Date of Award
Doctor of Philosophy in Computer Science
Computer Science and Stastistics
This dissertation presents the culmination of research performed over six years into developing a parallel and stochastic implementation to the University of Rhode Island’s (URI) Computer Science Department Vectorized Self Organizing Maps (VSOM) algorithm. The Parallel VSOM (Par-VSOM) and the High-Level Synthesis VSOM (HLS-VSOM) algorithms are inspired by ideas from tensor algebra and are implemented using parallel kernels and vectorization in modern hardware accelerators.
The map quality generated by the algorithm is of significant importance since higher quality maps provide in-depth knowledge that allows the researcher to identify clusters of information within the datasets. Furthermore, of importance is developing a more efficient and scalable parallel solution, such that it can be executed in newer hardware accelerator architectures. The URI Computer Science Department addressed part of these challenges, leading to its Vectorized Self-Organizing Maps Central Processing Unit (CPU) solution. The VSOM CPU solution was the first vectorized SOM algorithm with sufficient processing throughput to execute the algorithm 60 times faster than Kohone’s iterative algorithm.
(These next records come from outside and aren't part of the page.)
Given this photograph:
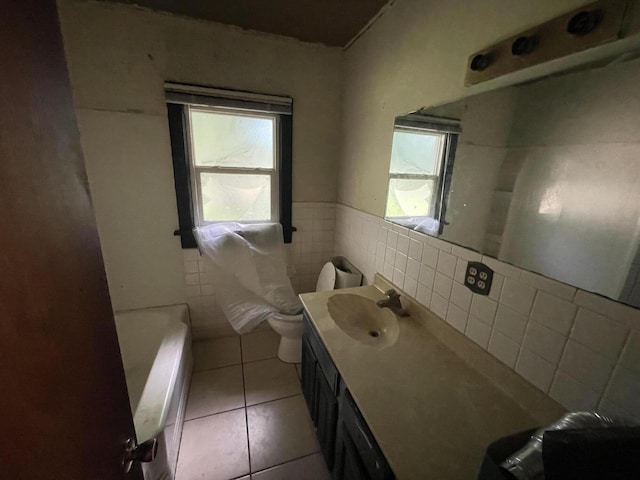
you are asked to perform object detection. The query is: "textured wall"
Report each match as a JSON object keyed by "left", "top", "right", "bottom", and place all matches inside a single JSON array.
[{"left": 59, "top": 0, "right": 342, "bottom": 310}]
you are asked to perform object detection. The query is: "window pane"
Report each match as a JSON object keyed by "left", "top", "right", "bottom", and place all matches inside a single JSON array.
[
  {"left": 390, "top": 130, "right": 444, "bottom": 175},
  {"left": 190, "top": 110, "right": 275, "bottom": 168},
  {"left": 200, "top": 173, "right": 271, "bottom": 222},
  {"left": 386, "top": 178, "right": 436, "bottom": 217}
]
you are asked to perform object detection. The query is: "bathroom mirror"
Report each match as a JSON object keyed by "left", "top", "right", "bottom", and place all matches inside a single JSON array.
[{"left": 386, "top": 52, "right": 640, "bottom": 307}]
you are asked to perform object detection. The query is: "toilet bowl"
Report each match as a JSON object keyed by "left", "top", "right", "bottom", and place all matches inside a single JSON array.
[
  {"left": 268, "top": 313, "right": 304, "bottom": 363},
  {"left": 267, "top": 257, "right": 362, "bottom": 363}
]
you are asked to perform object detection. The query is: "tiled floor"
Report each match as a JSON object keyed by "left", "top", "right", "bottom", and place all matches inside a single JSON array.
[{"left": 176, "top": 330, "right": 331, "bottom": 480}]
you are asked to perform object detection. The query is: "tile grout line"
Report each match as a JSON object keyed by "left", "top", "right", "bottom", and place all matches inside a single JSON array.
[
  {"left": 184, "top": 394, "right": 302, "bottom": 423},
  {"left": 240, "top": 335, "right": 251, "bottom": 478},
  {"left": 251, "top": 450, "right": 322, "bottom": 475}
]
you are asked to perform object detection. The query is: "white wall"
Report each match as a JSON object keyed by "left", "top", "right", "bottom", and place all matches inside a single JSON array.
[
  {"left": 59, "top": 0, "right": 342, "bottom": 310},
  {"left": 498, "top": 60, "right": 640, "bottom": 298}
]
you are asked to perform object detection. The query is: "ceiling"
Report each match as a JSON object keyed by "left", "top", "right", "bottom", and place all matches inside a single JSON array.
[{"left": 104, "top": 0, "right": 389, "bottom": 47}]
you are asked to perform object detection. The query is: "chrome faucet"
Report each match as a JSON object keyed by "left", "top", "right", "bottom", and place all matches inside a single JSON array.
[{"left": 376, "top": 288, "right": 409, "bottom": 317}]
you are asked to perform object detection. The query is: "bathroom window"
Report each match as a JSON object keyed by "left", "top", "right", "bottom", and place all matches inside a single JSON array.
[
  {"left": 385, "top": 114, "right": 459, "bottom": 234},
  {"left": 386, "top": 127, "right": 446, "bottom": 218},
  {"left": 166, "top": 84, "right": 295, "bottom": 248}
]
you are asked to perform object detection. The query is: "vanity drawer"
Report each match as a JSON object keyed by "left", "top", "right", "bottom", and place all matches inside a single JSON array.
[
  {"left": 303, "top": 312, "right": 340, "bottom": 395},
  {"left": 341, "top": 391, "right": 395, "bottom": 480}
]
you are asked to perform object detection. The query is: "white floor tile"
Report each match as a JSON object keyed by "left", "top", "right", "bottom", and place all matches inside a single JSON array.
[
  {"left": 186, "top": 365, "right": 244, "bottom": 420},
  {"left": 240, "top": 328, "right": 280, "bottom": 363},
  {"left": 249, "top": 395, "right": 320, "bottom": 470},
  {"left": 251, "top": 453, "right": 331, "bottom": 480},
  {"left": 193, "top": 335, "right": 242, "bottom": 372},
  {"left": 176, "top": 409, "right": 249, "bottom": 480},
  {"left": 243, "top": 358, "right": 302, "bottom": 405}
]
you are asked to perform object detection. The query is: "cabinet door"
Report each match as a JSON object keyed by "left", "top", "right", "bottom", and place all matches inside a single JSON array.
[
  {"left": 300, "top": 337, "right": 318, "bottom": 423},
  {"left": 333, "top": 424, "right": 370, "bottom": 480},
  {"left": 314, "top": 364, "right": 338, "bottom": 469},
  {"left": 341, "top": 391, "right": 394, "bottom": 480}
]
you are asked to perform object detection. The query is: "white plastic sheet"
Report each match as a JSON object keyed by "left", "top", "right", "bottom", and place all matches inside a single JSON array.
[{"left": 195, "top": 222, "right": 302, "bottom": 333}]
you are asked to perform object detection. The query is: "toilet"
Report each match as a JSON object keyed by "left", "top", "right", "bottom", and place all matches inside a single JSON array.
[{"left": 267, "top": 257, "right": 362, "bottom": 363}]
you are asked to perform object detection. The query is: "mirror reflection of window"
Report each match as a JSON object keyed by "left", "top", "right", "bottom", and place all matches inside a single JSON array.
[
  {"left": 385, "top": 116, "right": 457, "bottom": 235},
  {"left": 386, "top": 128, "right": 444, "bottom": 217}
]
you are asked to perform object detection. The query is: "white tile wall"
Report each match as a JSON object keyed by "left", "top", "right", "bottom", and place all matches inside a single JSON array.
[
  {"left": 335, "top": 205, "right": 640, "bottom": 420},
  {"left": 182, "top": 202, "right": 336, "bottom": 339}
]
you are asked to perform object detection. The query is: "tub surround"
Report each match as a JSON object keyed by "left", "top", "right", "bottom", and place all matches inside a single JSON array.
[
  {"left": 115, "top": 304, "right": 193, "bottom": 480},
  {"left": 301, "top": 275, "right": 564, "bottom": 480}
]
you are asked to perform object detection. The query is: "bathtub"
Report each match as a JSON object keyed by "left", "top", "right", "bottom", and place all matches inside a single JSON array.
[{"left": 115, "top": 305, "right": 193, "bottom": 480}]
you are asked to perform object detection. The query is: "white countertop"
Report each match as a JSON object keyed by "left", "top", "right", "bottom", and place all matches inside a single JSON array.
[{"left": 300, "top": 276, "right": 565, "bottom": 480}]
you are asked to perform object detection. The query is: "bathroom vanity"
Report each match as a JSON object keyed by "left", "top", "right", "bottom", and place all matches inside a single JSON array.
[{"left": 301, "top": 275, "right": 564, "bottom": 480}]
In addition, the VSOM produced quality maps that matched the Kohone’s SOM and outperformed the quality of the maps produced by the BatchSOM.
Due to the significant results achieved with the VSOM and the algorithm’s vectorization nature, we decided to use the VSOM as the starting point for our proposed algorithms. Furthermore, the state of the art hardware accelerators offer hardware vectorization capability and serve as the perfect environment to improve the previous speed-up gains obtained in CPUs.
The successor to the VSOM CPU-based algorithm has further pushed the limit of state of the art by providing a Graphical Processor Unit (GPU) parallel solution that has undergone testing in the Amazon Web Service (AWS) cloud. The GPU solution has generated the same map quality as the VSOM CPU-based solution and provides scalable speedup enhancements over the original Kohone’s SOM algorithm and the VSOM CPU implementations using large maps. The obtained scalable speedup made the GPU solution URI’s fastest for the most optimal solution for larger maps. More importantly, the GPU algorithm provides a roadmap for a higher-performance algorithm hosted in Field Programmable Gate Array (FPGA).
URI’s successor to the GPU Par-VSOM algorithm provides an embedded accelerator architecture solution in an FPGA environment. The FPGA experimental results demonstrate that we are not sacrificing map accuracy for performance. The FPGA solution provides a speedup enhancement over the VSOM CPU and the Kohone’s SOM algorithm implementation with maps and datasets with the same dimensionality constraints. In addition, compared to GPU implementations, the HLS-VSOM outperforms the SOM GPU variants by two or more orders of magnitude.
Two schools of thought clearly stand out as part of our literary search of other groups performing state-of-the-art parallel SOM solutions: network partitioning and data partition methodology. The network partitioning strategy separated the maps in multiple section to obtain some level of parallelism. To accomplish this, this method employs separated threads to calculate the winning neurons updates of map partitions. This result in faster execution but the separation of the maps in subsections adds complexity to the analysis of the data and may result in a lower quality of the entire merge maps. The data partitioning methodology is a more common approach, where the data is distributed among the individual threads for faster parallel execution. A very popular variant of the methodology is the BatchSOM, which executes the best matching unit (BMU) part of the algorithm in parallel is unable to preserve a consistent map quality.This approach provides a good option for parallelism but does not allow for a complete parallel solution as the PAR-VSOM and HLS-VSOM variants.
The URI’s Par-VSOM and HLS-VSOM solutions have advantages over other state-of-the-art parallel SOM algorithms, the most notable advantage being their high performance. The higher performance can be attributed to the use of fully vectorized data structures, neighborhood caching, asynchronous memory speed gains, pipelining, loop unrolling, and array partitioning. As a result, URI’s parallel algorithm solutions are leading the way toward highly optimized SOM algorithms, thereby providing a high-performance alternative to SOM algorithm.
Rivera Morales, Omar X., "PARALLELIZATION OF VECTORIZED SELF-ORGANIZING MAPS IN HARDWARE ACCELERATOR ARCHITECTURES" (2022). Open Access Dissertations. Paper 1393.